Senior Congress leader Sonia Gandhi has said that the project to vilify Jawaharlal Nehru is the main goal of the ruling establishment today, criticising the BJP for allegedly attempting to erase the first prime minister from the country’s history.
The BJP responded by saying that it was the Congress that had underestimated Nehru’s contribution and claimed they had only highlighted efforts to cover up his "mistakes" rather than disrespect him.
Speaking at Jawahar Bhawan during the launch of the Nehru Centre India, Gandhi alleged a systematic effort to denigrate, distort, demean, and defame Nehru.
"What is not acceptable is the systematic attempt being made to denigrate, distort, demean and defame him," she said.
"The sole objective of this is to not only diminish him as a personality but also his universally recognised role in India's independence struggle and his early decades as a leader of an independent nation challenged by unprecedented problems, but it is also to demolish his multifaceted legacy in a crude and self serving attempt to rewrite history," she said, calling such attempts "totally unacceptable."
She claimed that those behind the project to diminish Nehru belong to an ideology that had no role in the freedom movement or the drafting of the constitution and had fostered an atmosphere that led to Mahatma Gandhi’s assassination.

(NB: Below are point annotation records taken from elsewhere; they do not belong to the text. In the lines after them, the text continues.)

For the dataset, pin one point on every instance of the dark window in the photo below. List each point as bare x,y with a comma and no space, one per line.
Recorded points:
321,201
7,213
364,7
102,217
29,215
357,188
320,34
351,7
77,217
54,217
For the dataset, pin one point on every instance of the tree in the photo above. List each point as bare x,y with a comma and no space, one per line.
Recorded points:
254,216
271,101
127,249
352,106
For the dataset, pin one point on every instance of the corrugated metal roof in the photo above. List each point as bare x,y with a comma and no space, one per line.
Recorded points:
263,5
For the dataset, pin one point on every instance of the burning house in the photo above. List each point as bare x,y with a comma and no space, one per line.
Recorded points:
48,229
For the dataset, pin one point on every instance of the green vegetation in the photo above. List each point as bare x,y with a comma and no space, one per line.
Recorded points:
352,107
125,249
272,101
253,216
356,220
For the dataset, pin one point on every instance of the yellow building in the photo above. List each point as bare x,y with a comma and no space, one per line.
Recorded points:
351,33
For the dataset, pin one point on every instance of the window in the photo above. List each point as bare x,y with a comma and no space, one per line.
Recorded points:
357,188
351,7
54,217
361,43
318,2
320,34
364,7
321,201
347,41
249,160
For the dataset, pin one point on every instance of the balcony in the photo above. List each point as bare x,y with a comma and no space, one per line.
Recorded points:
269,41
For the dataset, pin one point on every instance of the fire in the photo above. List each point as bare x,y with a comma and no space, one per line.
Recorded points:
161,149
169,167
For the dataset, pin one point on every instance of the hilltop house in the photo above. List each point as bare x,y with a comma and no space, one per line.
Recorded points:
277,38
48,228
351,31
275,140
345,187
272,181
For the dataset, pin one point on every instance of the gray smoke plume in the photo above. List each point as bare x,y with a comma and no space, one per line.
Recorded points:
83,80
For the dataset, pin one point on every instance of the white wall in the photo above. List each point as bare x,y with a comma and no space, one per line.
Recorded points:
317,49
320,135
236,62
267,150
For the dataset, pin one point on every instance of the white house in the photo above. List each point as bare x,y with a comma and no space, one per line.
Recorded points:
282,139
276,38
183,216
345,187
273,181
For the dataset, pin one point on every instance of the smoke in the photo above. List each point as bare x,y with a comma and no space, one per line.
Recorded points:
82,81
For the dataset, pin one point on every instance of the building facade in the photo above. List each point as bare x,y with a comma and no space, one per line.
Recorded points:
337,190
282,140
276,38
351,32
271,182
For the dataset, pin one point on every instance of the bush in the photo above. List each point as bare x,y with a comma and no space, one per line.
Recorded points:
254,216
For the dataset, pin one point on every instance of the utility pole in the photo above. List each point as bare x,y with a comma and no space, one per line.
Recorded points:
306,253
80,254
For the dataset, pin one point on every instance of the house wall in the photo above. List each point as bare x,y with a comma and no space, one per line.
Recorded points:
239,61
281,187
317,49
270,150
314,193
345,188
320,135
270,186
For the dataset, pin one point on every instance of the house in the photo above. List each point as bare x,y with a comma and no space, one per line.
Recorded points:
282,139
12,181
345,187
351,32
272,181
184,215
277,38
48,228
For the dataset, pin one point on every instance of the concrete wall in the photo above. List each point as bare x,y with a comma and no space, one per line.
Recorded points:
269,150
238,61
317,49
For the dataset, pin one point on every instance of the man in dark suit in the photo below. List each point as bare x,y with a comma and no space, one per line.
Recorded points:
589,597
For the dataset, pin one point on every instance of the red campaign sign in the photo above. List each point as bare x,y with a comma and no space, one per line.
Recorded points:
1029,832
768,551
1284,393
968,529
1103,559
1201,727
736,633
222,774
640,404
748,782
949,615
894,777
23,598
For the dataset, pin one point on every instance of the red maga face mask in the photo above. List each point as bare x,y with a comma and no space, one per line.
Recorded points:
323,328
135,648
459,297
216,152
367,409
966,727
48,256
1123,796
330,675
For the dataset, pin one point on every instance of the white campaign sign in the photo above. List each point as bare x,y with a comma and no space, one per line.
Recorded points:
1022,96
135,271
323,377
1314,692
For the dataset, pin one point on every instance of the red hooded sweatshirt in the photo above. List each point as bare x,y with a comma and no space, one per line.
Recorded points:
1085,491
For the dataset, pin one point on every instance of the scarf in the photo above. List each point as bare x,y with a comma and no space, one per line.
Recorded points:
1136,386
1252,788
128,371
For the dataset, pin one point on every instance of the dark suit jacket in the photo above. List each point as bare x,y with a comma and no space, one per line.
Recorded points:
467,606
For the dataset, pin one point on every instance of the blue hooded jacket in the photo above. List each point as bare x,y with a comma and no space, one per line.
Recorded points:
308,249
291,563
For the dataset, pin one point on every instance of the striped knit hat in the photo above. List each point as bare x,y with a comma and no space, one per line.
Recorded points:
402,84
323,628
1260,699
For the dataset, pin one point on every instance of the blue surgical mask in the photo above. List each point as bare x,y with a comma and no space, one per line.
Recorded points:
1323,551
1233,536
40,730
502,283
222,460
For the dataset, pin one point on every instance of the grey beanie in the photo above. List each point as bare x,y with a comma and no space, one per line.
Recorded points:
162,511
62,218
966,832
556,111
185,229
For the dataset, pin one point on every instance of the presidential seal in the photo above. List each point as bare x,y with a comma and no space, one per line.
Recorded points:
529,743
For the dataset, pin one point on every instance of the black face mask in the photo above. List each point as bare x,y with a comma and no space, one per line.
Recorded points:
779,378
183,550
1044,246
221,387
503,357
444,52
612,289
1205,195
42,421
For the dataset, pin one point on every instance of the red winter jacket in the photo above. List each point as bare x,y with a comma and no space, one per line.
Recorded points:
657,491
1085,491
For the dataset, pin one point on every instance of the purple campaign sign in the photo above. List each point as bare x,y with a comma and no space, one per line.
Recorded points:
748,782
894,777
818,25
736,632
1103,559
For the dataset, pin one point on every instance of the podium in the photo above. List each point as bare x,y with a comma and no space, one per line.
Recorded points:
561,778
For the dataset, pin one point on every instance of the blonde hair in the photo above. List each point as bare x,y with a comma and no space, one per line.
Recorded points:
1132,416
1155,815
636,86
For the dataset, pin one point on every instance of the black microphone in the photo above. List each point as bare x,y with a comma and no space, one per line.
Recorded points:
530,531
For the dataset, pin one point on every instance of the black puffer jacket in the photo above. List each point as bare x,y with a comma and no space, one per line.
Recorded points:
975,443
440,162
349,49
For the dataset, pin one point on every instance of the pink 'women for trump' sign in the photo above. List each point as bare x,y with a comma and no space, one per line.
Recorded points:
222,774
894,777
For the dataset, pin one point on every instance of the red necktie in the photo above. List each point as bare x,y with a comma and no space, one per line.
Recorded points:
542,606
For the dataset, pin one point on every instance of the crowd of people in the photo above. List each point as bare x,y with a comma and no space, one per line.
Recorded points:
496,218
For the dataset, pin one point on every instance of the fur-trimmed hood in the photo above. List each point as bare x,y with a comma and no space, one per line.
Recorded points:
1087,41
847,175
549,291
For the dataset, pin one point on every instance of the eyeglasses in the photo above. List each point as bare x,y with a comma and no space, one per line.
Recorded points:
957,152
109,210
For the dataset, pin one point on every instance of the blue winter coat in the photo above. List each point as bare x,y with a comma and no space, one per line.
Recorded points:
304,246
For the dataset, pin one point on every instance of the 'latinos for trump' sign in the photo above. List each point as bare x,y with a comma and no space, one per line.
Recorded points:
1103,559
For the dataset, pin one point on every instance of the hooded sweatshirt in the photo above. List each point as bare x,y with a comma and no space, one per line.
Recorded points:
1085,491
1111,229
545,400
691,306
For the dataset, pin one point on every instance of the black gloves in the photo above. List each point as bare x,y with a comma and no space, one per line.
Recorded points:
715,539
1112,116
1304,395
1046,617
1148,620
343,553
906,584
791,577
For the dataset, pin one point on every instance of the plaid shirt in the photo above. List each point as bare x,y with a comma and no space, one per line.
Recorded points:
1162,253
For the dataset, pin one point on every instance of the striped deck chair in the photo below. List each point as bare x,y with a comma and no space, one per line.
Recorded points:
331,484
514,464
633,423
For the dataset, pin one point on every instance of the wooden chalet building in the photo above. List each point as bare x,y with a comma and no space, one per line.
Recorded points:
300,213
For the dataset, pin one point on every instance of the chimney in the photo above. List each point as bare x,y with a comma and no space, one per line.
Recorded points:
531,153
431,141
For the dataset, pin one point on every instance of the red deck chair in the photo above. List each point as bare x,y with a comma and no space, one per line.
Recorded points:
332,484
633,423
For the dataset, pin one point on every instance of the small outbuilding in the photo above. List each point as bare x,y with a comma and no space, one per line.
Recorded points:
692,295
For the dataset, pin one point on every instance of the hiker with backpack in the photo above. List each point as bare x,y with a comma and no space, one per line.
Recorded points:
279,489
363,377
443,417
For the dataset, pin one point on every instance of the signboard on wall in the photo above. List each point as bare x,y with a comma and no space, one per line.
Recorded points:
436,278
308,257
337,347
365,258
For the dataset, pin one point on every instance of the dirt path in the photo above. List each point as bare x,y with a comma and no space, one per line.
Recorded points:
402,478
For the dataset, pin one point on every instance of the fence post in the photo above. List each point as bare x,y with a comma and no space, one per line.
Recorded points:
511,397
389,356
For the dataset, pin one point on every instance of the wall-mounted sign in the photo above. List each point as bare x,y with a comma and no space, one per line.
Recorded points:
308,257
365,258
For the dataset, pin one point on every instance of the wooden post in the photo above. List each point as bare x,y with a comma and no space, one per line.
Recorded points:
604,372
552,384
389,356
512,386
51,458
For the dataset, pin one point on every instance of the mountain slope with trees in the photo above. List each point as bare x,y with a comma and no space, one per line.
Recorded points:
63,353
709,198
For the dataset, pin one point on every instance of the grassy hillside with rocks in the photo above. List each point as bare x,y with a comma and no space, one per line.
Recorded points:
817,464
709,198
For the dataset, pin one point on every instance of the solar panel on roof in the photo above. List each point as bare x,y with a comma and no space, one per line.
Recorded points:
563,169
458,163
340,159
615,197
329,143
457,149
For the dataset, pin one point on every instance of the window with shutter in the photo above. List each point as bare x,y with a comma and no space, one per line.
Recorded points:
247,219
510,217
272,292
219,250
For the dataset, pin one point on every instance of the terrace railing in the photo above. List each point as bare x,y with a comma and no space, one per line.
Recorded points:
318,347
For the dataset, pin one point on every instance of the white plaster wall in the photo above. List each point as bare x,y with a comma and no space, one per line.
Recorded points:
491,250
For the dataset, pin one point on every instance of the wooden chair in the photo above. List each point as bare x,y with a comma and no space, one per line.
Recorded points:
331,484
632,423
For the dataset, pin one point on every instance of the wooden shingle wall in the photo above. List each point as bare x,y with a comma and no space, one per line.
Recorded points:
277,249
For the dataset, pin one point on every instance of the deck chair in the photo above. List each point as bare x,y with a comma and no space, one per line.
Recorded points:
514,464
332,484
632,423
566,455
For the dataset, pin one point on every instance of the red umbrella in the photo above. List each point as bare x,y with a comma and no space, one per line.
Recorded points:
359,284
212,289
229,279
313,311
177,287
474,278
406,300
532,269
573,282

"Let there be no doubt whatsoever that the project to vilify Jawaharlal Nehru is the main objective of the ruling establishment today. Their goal is not just to erase him; it is actually to destroy the social, political, and economic foundations on which our nation has been founded and built," the Congress Parliamentary Party chairperson said.
Gandhi added that Nehru continues to serve as a beacon of light for millions of Indians and that it is natural for such a monumental figure to have his life and work analysed and critiqued, which she said is entirely appropriate.
She noted that the temptation to separate Nehru from the context of his times and the challenges he faced, and to examine him without that historical background, has become widespread.